We conclude, primarily on the basis of In re Shorter, that the offense proscribed by 26 U.S.C. § 7206 (1) does not involve moral turpitude per se, and that Mr. Kerr is therefore not required to be disbarred under D.C. Code § 11-2503 (a). Without examining the facts of a respondent's conduct, we cannot classify the filing of a false tax return as an offense involving moral turpitude. It is fairly easy to imagine circumstances in which an attorney's violation of section 7206 (1) would be "an act of baseness, vileness, or depravity in the . . . social duties which a man owes to his fellow men or to society in general . . . ." In re Colson, supra, 412 A.2d at 1168 (citation omitted). But it is also easy to posit a situation in which the willful filing of a false tax return does not sink to the level of moral turpitude. Since the facts often make all the difference in cases involving section 7206 (1), a finding of moral turpitude per se would be unfairly inflexible. As we said in a footnote in Colson:
There will be situations in which the question whether a crime inherently involves moral turpitude is very difficult, and that in such cases the Board accordingly will want to err on the side of admitting evidence that goes to the moral implications of the particular respondent's acts, as a way of determining whether his particular offense involved moral turpitude, even if the crime cannot be said per se to do so.
Colson, supra, 412 A.2d at 1165 n.10 (emphasis in original). Today we follow the course charted in Colson and, if we err at all, "err on the side of admitting evidence" of this particular respondent's acts.
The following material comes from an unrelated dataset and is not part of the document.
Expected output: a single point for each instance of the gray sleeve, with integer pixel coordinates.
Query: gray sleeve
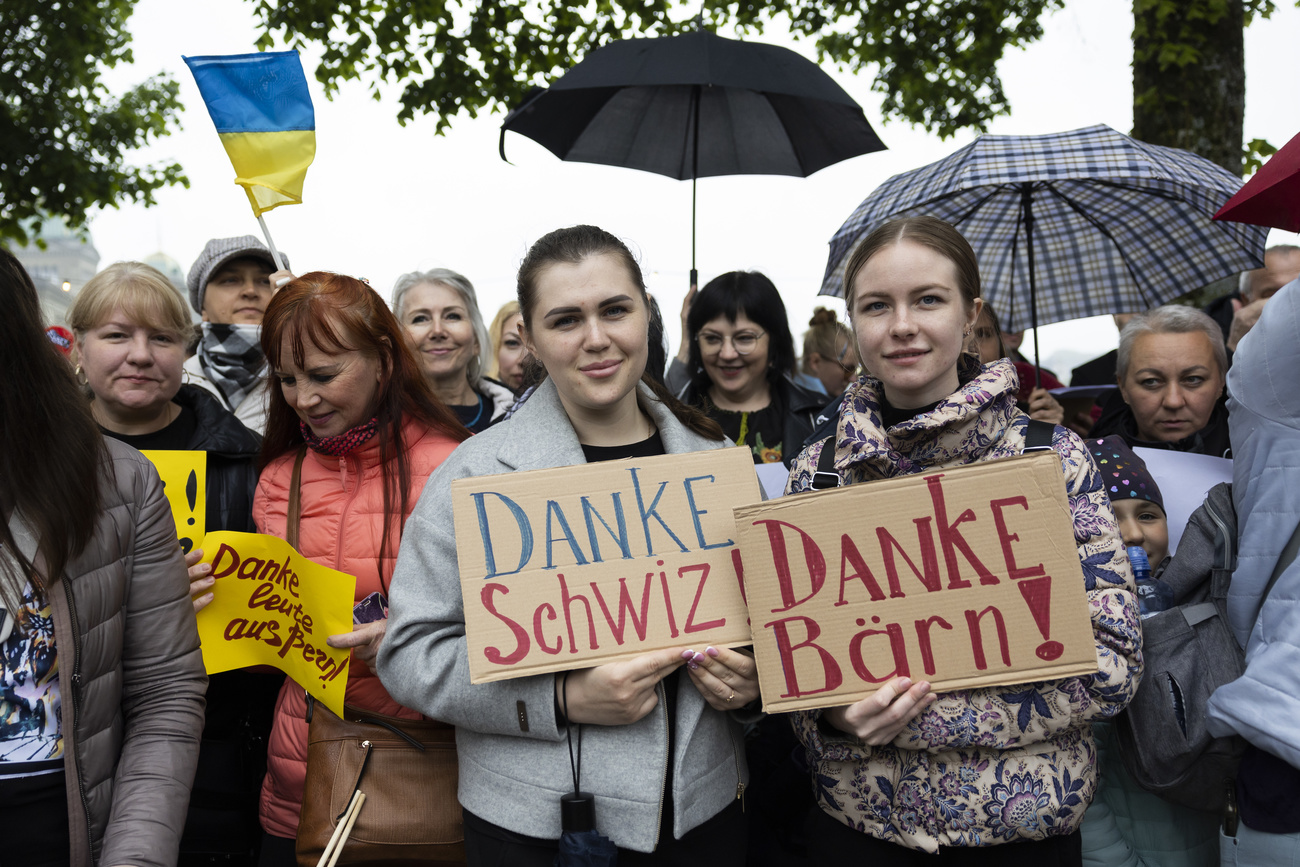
(424, 660)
The Board has recommended that Mr. Kerr be suspended for one year from the practice of law. It also urges that whatever sanction we impose on Mr. Kerr be retroactive to November 21, 1989, the date of his original suspension under Rule XI, § 10 (c). Mr. Kerr does not contest either recommendation, and we accept both.
It is therefore ORDERED that Frederick M. Kerr be, and hereby is, suspended from the practice of law in the District of Columbia for a period of one year, effective November 21, 1989.